Création de l’IGAD et ses objectifs initiaux
L’IGAD a été fondée en 1986 sous l’impulsion des pays de la Corne de l’Afrique, notamment Djibouti, l’Éthiopie, le Kenya, la Somalie, le Soudan, et l’Ouganda. Son objectif initial était de lutter contre la sécheresse et les famines, des problématiques récurrentes dans cette région de l’Afrique. Cependant, avec l’évolution des conflits et des dynamiques géopolitiques dans la région, l’organisation a réorienté son mandat pour inclure la médiation des conflits, la coopération en matière de sécurité et la promotion du développement régional.
En 1996, l’IGAD a changé de cap, devenant une organisation axée sur les questions de sécurité régionale et la résolution des conflits. Ce changement était en réponse à une demande croissante d’un cadre structuré pour la coopération politique et sécuritaire, particulièrement en raison des guerres civiles en Somalie et au Soudan, ainsi que des tensions entre l’Éthiopie et l’Érythrée.

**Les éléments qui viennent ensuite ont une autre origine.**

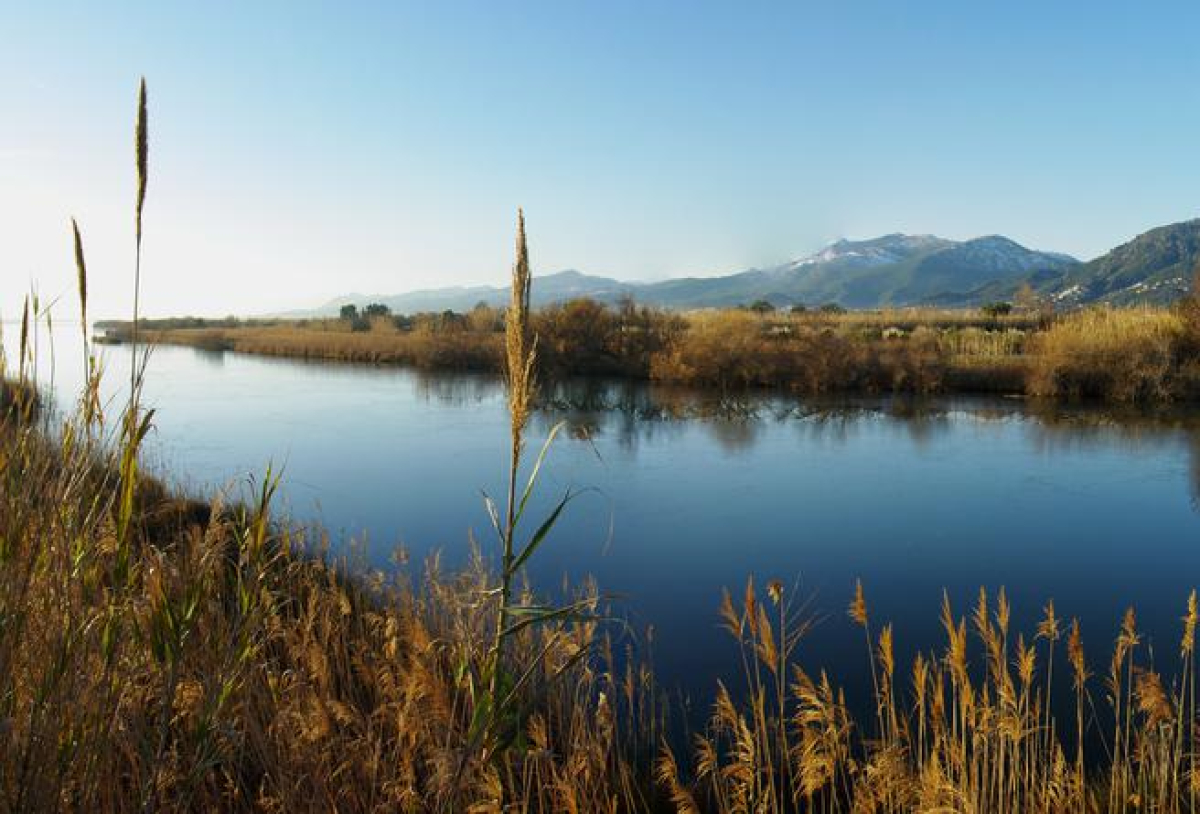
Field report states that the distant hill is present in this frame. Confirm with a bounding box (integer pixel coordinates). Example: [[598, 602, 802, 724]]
[[936, 219, 1200, 307], [297, 234, 1078, 316], [294, 269, 637, 316], [289, 220, 1200, 316]]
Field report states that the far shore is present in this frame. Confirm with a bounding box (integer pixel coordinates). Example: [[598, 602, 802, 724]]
[[97, 299, 1200, 403]]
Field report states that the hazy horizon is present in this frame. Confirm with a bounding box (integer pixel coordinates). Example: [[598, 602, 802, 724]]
[[0, 2, 1200, 317]]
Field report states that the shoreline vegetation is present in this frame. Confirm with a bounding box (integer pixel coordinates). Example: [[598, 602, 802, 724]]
[[7, 78, 1200, 814], [97, 297, 1200, 403]]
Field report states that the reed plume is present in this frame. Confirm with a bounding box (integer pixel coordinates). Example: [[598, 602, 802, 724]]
[[130, 77, 150, 398]]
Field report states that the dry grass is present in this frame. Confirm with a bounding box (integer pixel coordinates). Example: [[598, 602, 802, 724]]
[[1028, 307, 1186, 402], [14, 78, 1200, 814]]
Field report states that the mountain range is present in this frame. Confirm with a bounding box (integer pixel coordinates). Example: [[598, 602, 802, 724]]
[[297, 219, 1200, 316]]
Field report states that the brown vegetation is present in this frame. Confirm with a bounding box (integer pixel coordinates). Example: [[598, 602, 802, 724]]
[[11, 78, 1200, 814], [112, 298, 1200, 402]]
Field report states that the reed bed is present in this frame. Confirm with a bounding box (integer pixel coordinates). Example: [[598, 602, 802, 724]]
[[129, 299, 1200, 403], [7, 78, 1200, 814]]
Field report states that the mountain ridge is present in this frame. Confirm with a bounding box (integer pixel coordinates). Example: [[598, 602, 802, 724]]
[[284, 219, 1200, 316]]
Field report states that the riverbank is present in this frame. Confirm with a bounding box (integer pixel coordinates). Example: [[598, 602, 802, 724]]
[[7, 384, 1198, 813], [100, 300, 1200, 403]]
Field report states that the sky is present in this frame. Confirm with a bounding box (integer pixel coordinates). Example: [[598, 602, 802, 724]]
[[0, 0, 1200, 319]]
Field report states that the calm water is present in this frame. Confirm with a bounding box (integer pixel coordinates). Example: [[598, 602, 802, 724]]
[[7, 329, 1200, 696]]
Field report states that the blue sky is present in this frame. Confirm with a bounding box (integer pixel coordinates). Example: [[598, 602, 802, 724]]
[[0, 0, 1200, 317]]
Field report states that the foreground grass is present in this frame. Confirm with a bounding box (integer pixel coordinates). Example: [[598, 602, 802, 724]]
[[112, 300, 1200, 402], [7, 391, 1200, 812]]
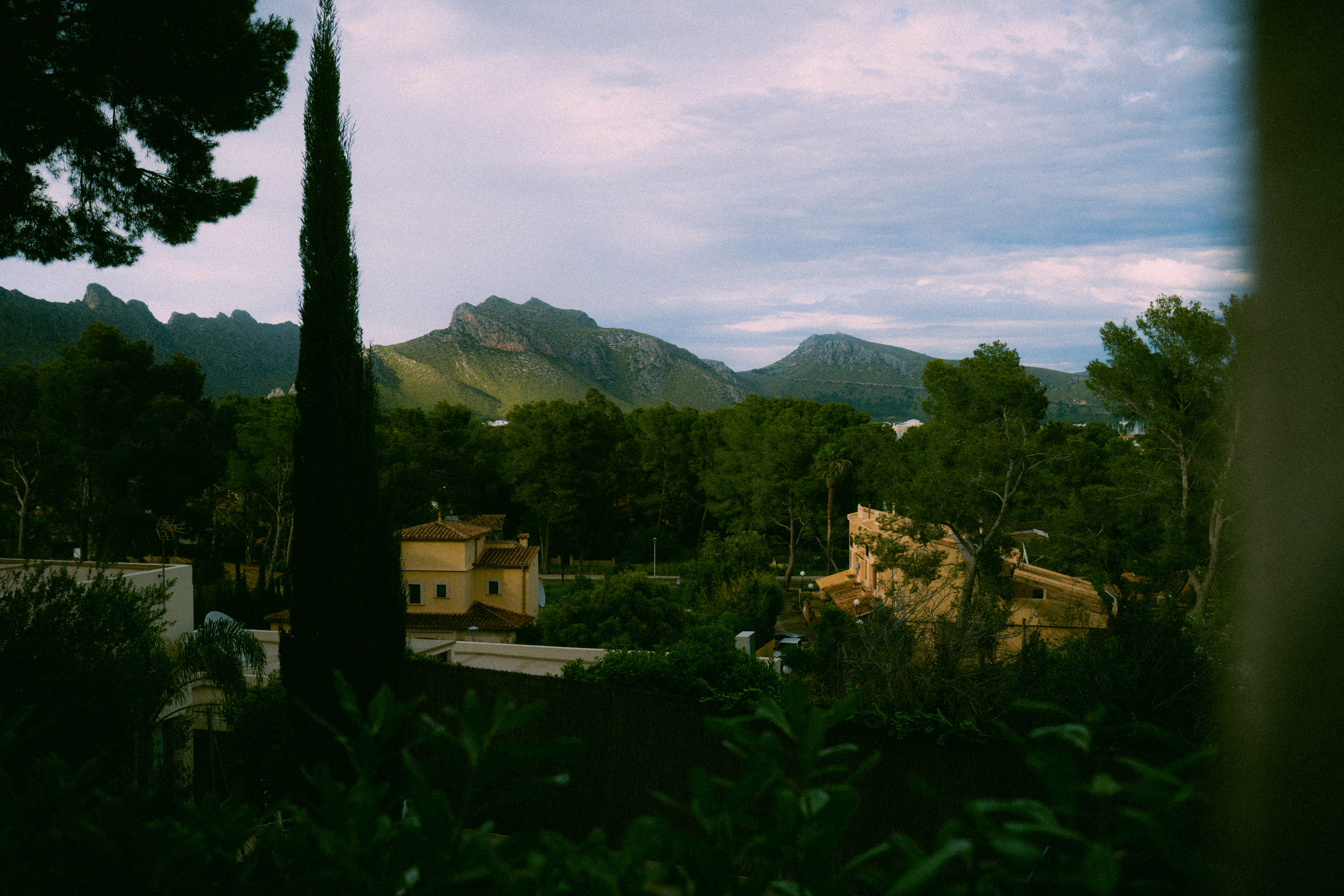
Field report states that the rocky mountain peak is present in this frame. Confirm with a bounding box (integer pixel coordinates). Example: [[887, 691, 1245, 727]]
[[83, 283, 124, 310]]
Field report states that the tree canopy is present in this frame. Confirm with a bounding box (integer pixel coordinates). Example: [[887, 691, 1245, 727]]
[[0, 0, 298, 267]]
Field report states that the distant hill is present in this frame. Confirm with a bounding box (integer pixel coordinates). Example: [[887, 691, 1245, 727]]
[[374, 295, 747, 418], [737, 333, 1113, 423], [0, 283, 298, 398]]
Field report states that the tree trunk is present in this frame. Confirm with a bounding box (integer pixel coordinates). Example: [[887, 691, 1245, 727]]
[[1189, 498, 1231, 617], [827, 480, 836, 572], [542, 515, 551, 575], [5, 459, 40, 558], [1180, 450, 1189, 520], [285, 513, 294, 571]]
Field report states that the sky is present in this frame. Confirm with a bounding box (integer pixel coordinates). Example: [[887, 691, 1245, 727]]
[[0, 0, 1251, 371]]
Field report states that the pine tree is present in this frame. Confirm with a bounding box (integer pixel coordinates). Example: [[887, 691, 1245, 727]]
[[281, 0, 406, 762]]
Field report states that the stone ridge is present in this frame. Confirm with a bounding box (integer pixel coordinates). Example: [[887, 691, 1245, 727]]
[[766, 333, 933, 379], [375, 295, 746, 416], [0, 283, 298, 398]]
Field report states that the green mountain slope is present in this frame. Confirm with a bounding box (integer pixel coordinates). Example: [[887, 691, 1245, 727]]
[[0, 283, 298, 398], [737, 333, 1111, 423], [374, 295, 746, 418]]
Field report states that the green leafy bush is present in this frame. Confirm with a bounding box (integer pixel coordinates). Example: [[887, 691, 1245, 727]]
[[0, 563, 176, 771], [536, 572, 687, 650], [563, 626, 780, 712], [0, 669, 1219, 896]]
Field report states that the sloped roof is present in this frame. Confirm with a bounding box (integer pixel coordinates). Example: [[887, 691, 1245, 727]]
[[817, 570, 872, 617], [396, 520, 489, 541], [406, 601, 536, 631], [476, 547, 539, 570]]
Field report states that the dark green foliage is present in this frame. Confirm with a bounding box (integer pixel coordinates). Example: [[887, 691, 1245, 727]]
[[784, 601, 853, 698], [637, 685, 878, 896], [18, 322, 219, 562], [706, 395, 868, 584], [1087, 295, 1236, 614], [860, 704, 1226, 893], [564, 626, 780, 712], [0, 0, 298, 267], [1013, 610, 1228, 743], [504, 388, 632, 571], [281, 0, 406, 760], [536, 572, 687, 650], [0, 564, 175, 775], [681, 531, 785, 634], [378, 402, 517, 528], [0, 653, 1223, 896]]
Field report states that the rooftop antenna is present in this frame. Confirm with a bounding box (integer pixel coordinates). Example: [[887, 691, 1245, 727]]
[[155, 516, 177, 588]]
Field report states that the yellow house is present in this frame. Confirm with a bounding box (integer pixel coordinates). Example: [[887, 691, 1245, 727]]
[[266, 515, 546, 644], [396, 517, 543, 644], [817, 504, 1110, 648]]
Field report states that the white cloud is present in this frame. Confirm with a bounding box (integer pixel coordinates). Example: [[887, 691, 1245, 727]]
[[0, 0, 1249, 381]]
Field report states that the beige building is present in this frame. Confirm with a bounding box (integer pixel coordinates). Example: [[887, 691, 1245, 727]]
[[266, 515, 546, 644], [0, 558, 195, 638], [817, 505, 1110, 649]]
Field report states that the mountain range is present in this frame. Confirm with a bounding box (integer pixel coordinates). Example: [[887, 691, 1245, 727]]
[[0, 283, 298, 398], [0, 283, 1111, 423], [374, 295, 1110, 422]]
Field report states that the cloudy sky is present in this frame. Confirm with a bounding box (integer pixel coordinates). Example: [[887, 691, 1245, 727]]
[[0, 0, 1250, 369]]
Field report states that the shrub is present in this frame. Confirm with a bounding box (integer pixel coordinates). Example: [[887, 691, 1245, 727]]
[[563, 626, 780, 712], [536, 572, 687, 650], [0, 563, 175, 771]]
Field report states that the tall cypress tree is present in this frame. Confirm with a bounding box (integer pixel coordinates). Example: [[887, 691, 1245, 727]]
[[281, 0, 406, 762]]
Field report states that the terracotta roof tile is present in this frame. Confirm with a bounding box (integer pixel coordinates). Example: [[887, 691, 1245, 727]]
[[396, 520, 489, 541], [406, 602, 536, 631], [474, 547, 540, 570], [817, 571, 872, 617]]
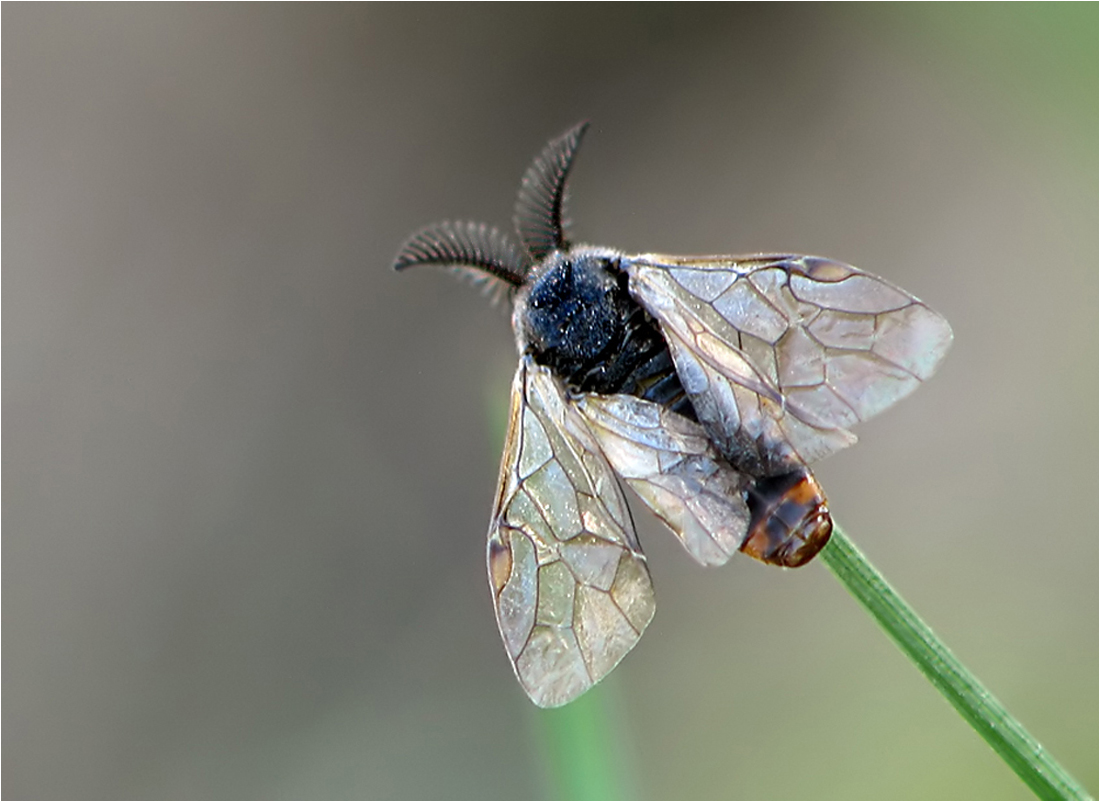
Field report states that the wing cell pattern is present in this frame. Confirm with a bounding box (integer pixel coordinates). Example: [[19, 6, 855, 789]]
[[624, 255, 952, 473], [575, 394, 751, 565], [488, 358, 655, 707]]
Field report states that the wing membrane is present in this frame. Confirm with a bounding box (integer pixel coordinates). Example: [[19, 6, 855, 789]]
[[623, 254, 952, 462], [488, 358, 655, 707], [575, 394, 750, 565]]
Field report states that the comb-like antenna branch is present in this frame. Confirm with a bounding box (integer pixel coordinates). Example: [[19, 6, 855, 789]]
[[514, 120, 589, 262], [394, 222, 528, 287]]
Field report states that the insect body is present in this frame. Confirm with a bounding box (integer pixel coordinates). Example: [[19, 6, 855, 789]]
[[395, 123, 952, 707]]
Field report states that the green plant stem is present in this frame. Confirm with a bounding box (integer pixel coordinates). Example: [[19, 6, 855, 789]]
[[822, 526, 1090, 800], [536, 680, 635, 800]]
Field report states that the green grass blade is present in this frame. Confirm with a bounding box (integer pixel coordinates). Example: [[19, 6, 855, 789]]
[[822, 526, 1090, 800], [536, 680, 635, 800]]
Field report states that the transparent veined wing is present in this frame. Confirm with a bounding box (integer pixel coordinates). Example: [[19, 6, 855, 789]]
[[488, 358, 655, 707], [623, 254, 952, 470], [572, 394, 751, 565]]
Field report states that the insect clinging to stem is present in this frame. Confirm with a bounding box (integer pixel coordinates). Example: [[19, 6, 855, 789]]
[[394, 122, 952, 707]]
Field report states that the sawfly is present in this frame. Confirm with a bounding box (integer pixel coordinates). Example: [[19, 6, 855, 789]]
[[394, 123, 952, 707]]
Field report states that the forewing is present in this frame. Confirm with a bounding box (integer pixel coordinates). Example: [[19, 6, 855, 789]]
[[573, 394, 750, 565], [488, 358, 655, 707], [623, 254, 952, 461]]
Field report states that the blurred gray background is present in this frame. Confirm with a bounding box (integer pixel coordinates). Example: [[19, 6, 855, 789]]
[[2, 3, 1098, 799]]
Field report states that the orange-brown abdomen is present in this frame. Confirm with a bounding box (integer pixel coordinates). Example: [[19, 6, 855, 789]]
[[741, 468, 833, 568]]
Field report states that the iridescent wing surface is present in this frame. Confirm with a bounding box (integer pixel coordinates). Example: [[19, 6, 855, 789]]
[[487, 358, 655, 707], [573, 394, 750, 565], [622, 254, 952, 468]]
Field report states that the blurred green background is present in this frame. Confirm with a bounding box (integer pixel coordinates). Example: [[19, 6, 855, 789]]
[[2, 3, 1098, 799]]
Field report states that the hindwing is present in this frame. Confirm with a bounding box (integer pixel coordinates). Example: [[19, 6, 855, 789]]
[[487, 358, 655, 707]]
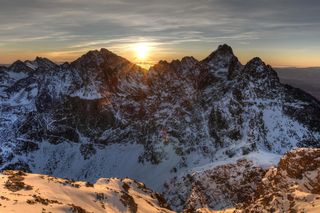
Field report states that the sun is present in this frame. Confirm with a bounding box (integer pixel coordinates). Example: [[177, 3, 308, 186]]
[[134, 43, 150, 60]]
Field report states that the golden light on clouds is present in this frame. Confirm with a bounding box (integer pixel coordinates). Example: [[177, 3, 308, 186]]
[[134, 43, 150, 60]]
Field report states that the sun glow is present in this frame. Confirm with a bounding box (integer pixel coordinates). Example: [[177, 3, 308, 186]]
[[134, 43, 150, 60]]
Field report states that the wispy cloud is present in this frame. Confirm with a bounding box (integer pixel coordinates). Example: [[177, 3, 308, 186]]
[[0, 0, 320, 66]]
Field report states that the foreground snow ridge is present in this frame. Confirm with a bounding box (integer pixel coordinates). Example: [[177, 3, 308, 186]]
[[0, 170, 172, 213]]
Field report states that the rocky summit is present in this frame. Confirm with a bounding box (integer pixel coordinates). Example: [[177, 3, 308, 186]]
[[0, 45, 320, 211]]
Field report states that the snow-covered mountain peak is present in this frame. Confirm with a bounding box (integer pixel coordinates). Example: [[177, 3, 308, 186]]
[[8, 60, 34, 73]]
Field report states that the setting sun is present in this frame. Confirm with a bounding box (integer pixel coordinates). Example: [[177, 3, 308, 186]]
[[135, 43, 149, 60]]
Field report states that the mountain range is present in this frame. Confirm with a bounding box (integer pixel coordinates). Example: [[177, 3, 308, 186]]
[[0, 45, 320, 212]]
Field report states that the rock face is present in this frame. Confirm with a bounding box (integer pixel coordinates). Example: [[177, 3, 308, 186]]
[[0, 170, 173, 213], [164, 159, 266, 212], [236, 148, 320, 212], [0, 45, 320, 211]]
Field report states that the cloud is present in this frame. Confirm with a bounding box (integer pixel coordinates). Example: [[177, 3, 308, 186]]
[[0, 0, 320, 65]]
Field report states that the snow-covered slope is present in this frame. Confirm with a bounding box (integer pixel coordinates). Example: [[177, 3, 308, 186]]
[[236, 148, 320, 212], [0, 170, 172, 213], [0, 45, 320, 211]]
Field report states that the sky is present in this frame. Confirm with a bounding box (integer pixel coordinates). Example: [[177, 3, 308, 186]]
[[0, 0, 320, 67]]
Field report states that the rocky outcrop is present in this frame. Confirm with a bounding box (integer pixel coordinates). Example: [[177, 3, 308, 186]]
[[0, 45, 320, 211], [236, 148, 320, 212]]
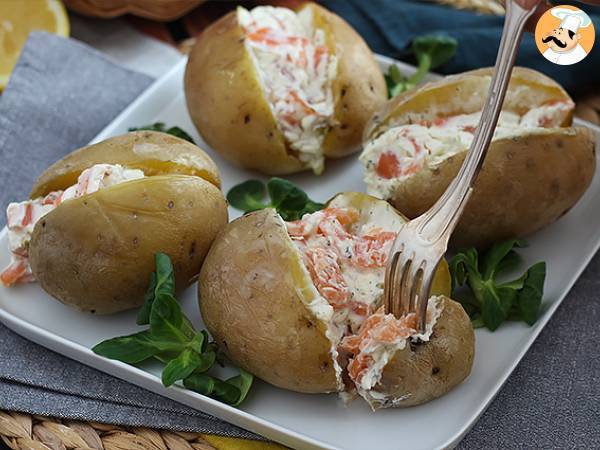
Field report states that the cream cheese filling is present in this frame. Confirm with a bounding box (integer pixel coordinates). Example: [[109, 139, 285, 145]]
[[0, 164, 144, 286], [237, 6, 337, 174], [359, 101, 573, 199]]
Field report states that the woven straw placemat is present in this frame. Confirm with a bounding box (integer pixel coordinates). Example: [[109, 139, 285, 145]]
[[0, 411, 285, 450]]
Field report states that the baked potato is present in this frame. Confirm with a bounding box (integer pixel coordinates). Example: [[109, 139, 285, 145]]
[[2, 131, 228, 314], [185, 3, 387, 175], [198, 193, 474, 408], [360, 68, 596, 247]]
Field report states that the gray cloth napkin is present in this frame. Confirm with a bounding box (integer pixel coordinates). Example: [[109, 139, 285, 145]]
[[0, 33, 600, 449]]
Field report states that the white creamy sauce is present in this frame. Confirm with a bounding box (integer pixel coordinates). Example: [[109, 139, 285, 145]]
[[360, 101, 573, 199], [237, 6, 337, 173], [355, 296, 442, 409], [288, 200, 399, 390], [0, 164, 144, 285]]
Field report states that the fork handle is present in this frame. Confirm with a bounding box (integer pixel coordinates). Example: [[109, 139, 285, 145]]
[[419, 0, 540, 244]]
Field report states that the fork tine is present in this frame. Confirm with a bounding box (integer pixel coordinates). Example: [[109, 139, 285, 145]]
[[383, 252, 400, 314], [394, 253, 415, 317], [416, 261, 439, 333], [408, 261, 427, 313]]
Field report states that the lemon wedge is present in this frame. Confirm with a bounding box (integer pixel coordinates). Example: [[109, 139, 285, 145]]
[[0, 0, 69, 91]]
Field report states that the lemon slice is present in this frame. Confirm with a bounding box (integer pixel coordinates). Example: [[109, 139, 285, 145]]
[[0, 0, 69, 91]]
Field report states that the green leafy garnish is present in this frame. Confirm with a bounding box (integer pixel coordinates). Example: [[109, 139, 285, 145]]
[[450, 239, 546, 331], [227, 178, 325, 221], [385, 34, 458, 98], [92, 253, 253, 406], [129, 122, 195, 144]]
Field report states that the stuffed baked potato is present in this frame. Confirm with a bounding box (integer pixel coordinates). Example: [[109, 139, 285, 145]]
[[185, 3, 387, 174], [360, 68, 596, 247], [199, 193, 474, 409], [0, 131, 228, 314]]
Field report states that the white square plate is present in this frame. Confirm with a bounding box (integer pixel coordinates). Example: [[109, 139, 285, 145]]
[[0, 57, 600, 450]]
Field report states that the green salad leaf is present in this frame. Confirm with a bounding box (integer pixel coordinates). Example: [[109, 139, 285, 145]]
[[227, 177, 325, 221], [385, 34, 458, 98], [92, 253, 254, 406], [128, 122, 195, 144], [450, 239, 546, 331]]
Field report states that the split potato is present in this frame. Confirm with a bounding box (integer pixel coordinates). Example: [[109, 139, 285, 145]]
[[29, 131, 228, 314], [185, 3, 387, 175], [360, 67, 596, 247], [198, 193, 474, 408]]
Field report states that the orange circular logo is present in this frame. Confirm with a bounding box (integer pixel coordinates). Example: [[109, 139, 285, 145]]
[[535, 5, 595, 66]]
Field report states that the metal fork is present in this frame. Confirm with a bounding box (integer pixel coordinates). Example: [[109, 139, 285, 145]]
[[384, 0, 540, 332]]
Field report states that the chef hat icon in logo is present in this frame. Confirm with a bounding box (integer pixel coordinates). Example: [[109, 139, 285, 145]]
[[535, 5, 595, 65]]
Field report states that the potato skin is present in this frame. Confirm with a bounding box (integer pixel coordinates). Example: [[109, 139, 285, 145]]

Retraits et perte de confiance
Malgré son rôle fondamental, l’IGAD a rapidement fait face à des dissensions internes. L’une des premières défections majeures fut celle de l’Érythrée en 2007, qui a suspendu son adhésion en raison de ce qu’elle percevait comme une manipulation de l’organisation par des forces extérieures, principalement l’Éthiopie et les États-Unis. L’Érythrée reprochait à l’IGAD de soutenir l’intervention éthiopienne en Somalie, ce qui a exacerbé le conflit entre les deux pays, autrefois en guerre entre 1998 et 2000. Depuis ce retrait, l’Érythrée est restée largement en marge des processus régionaux de médiation.
Plus récemment, en janvier 2024, le Soudan a annoncé son retrait temporaire de l’IGAD, critiquant l’organisation pour sa gestion de la crise soudanaise. Le général Abdel Fattah al-Burhan a reproché à l’IGAD de prendre parti pour les Forces de soutien rapide (RSF), un groupe paramilitaire en conflit avec l’armée soudanaise, dirigée par al-Burhan. Il a également critiqué la gestion de l’organisation par le président djiboutien Ismaïl Omar Guelleh, actuel chef de l’IGAD.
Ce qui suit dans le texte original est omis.